I dealt with the consumer safeguards side of it in reply to a previous Question. As regards prices cut-off dates, I find the hon. Gentleman's attitude somewhat strange. On the one hand, the Opposition berate us for wanting to take powers and, on the other, they want a tighter timetable, apparently, than we envisage. I make this genuinely practical point to the hon. Gentleman, and I hope that his hon. Friend the Member for Gloucester (Mrs. Oppenheim) will absorb it. The fact is that certain sections of industry, trade associations and so on have made clear to us that until Section 10(10) of the 1963 Act is amended, they are not, because of their members' reluctance, in a position actually to negotiate a timetable. I cannot therefore give a predetermined timetable until I have had those negotiations, and the Section 10(10) amendment is a prerequisite of starting the negotiations.

Mr. Molloy

Does my hon.
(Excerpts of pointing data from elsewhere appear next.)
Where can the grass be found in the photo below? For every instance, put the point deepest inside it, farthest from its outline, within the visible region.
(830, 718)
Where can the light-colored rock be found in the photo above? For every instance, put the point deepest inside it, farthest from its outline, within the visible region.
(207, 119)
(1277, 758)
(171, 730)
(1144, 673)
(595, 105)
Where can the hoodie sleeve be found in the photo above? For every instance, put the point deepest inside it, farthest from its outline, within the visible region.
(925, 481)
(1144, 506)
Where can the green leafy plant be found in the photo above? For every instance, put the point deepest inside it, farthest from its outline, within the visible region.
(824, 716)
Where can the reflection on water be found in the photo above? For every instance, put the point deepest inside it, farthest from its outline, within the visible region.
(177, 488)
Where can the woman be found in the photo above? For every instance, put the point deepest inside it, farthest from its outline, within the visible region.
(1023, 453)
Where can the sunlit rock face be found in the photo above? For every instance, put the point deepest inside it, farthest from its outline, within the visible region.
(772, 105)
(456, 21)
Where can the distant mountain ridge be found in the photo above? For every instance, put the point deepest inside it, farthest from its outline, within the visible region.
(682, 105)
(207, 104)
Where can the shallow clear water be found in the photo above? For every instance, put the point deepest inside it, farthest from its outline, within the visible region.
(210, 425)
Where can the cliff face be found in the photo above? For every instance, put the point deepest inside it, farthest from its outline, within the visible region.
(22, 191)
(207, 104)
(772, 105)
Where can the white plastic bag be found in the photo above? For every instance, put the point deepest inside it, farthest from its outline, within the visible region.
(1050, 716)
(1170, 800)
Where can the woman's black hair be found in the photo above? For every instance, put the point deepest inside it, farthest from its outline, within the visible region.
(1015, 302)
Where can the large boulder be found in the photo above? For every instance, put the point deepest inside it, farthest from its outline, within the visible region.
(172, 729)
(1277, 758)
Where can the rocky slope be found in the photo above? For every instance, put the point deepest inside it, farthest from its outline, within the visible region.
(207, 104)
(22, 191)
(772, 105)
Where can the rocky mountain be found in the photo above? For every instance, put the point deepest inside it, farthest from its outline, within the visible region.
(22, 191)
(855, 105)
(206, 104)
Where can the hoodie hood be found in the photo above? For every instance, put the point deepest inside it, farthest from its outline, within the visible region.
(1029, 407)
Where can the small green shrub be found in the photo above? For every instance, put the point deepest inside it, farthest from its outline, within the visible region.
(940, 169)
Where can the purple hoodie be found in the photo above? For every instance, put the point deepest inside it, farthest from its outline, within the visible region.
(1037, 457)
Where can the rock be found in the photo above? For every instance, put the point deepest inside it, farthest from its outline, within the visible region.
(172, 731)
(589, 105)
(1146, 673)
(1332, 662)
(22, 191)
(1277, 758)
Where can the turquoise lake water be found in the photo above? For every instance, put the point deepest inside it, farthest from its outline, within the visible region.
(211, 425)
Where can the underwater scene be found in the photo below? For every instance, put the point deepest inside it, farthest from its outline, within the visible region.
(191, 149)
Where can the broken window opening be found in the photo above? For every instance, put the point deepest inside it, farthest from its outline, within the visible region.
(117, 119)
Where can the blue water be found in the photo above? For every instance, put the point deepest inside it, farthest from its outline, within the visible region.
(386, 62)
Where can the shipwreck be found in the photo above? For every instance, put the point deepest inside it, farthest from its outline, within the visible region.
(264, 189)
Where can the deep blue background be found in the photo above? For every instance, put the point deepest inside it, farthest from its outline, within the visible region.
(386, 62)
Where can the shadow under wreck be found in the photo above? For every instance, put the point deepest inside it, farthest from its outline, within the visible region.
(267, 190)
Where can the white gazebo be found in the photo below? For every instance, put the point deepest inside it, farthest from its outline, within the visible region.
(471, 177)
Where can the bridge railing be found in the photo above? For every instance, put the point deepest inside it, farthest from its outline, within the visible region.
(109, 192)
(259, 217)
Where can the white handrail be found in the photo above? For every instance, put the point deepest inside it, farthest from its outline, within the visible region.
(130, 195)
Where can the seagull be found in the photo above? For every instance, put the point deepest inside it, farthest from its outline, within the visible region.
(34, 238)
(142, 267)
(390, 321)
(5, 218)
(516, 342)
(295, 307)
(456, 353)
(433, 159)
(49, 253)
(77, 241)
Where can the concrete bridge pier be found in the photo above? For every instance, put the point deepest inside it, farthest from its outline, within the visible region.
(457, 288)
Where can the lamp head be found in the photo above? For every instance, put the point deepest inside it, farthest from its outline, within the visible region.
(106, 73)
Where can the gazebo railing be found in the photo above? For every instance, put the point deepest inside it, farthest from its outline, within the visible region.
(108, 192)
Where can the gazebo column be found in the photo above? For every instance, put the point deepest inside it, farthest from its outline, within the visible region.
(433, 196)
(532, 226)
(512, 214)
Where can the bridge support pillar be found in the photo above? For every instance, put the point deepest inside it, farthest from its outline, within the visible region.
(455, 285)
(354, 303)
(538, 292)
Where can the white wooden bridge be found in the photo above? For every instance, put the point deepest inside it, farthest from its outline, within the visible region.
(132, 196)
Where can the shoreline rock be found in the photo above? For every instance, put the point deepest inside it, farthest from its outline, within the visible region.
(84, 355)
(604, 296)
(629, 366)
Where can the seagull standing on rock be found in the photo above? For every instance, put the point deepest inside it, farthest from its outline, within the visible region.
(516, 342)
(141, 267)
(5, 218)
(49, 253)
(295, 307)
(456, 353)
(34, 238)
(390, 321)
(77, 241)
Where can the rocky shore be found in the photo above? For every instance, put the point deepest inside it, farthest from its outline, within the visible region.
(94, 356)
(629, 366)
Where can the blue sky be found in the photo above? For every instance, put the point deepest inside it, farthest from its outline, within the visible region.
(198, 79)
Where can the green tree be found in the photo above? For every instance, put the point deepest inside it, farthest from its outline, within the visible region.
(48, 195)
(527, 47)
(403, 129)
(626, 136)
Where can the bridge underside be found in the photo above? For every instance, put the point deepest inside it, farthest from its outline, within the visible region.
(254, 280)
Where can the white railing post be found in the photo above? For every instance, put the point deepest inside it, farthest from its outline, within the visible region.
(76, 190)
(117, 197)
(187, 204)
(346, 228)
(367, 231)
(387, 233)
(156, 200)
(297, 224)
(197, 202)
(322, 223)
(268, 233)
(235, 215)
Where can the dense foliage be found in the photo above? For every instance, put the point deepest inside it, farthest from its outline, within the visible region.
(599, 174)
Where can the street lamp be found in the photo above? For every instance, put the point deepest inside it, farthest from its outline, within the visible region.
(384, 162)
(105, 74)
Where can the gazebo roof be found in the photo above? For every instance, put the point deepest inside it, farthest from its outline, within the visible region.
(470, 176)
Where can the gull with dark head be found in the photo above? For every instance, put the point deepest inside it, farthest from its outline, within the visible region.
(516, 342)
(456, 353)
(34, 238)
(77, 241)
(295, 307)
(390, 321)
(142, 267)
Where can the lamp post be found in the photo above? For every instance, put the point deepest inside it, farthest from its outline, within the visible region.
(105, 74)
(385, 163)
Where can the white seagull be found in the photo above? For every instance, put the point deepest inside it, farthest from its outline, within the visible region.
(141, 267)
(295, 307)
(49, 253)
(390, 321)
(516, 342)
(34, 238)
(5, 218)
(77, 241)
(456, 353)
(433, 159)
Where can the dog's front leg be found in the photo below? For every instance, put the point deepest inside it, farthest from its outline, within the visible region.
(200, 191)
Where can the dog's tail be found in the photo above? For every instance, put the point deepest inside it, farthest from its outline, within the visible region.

Friend recall that during the decimalisation period there was grave dissatisfaction and apprehension throughout the country, when ordinary people, to put it frankly, felt that they were being fleeced and cheated, and this has been almost proved since? Will my hon. Friend therefore invoke the aid of the consumer councils and other machinery he has to hand to ensure that there is no repetition of such disgraceful behaviour on the part of some commercial undertakings?

Mr. Alan Williams

Whether there was or was not exploitation at the time of decimalisation, it is clear that in the public mind there was, and there is therefore legitimate public concern. But let us understand why, if there was exploitation, it was possible for it to take place unchecked. This was because the whole trading environment changed at that time, and the purpose behind changing Section 10(10) is to enable changes to take place sector by sector so that proper vetting can take place. The more things are compacted into a short time, the more we push against the deadline which the Opposition entered into, the more likely it becomes that we shall have an uncontrolled change-over.

Mr. Lawson

What possible justification can there be for the increase of 40 per cent. in the running costs of the Metrication Board between 1974 and 1975, that is, to almost £1 million? What will it cost this year?

Mr. Alan Williams

I invite the hon. Gentleman to read the Metrication Board's report, which will, I believe, be published this week, in which most of these things will probably be made clear. But here again, on the one hand, we are asked for greater publicity to produce public awareness of the problems of metrication, as was requested in a previous Question, but then complaint is made when the organisation which is to do it actually spends some money.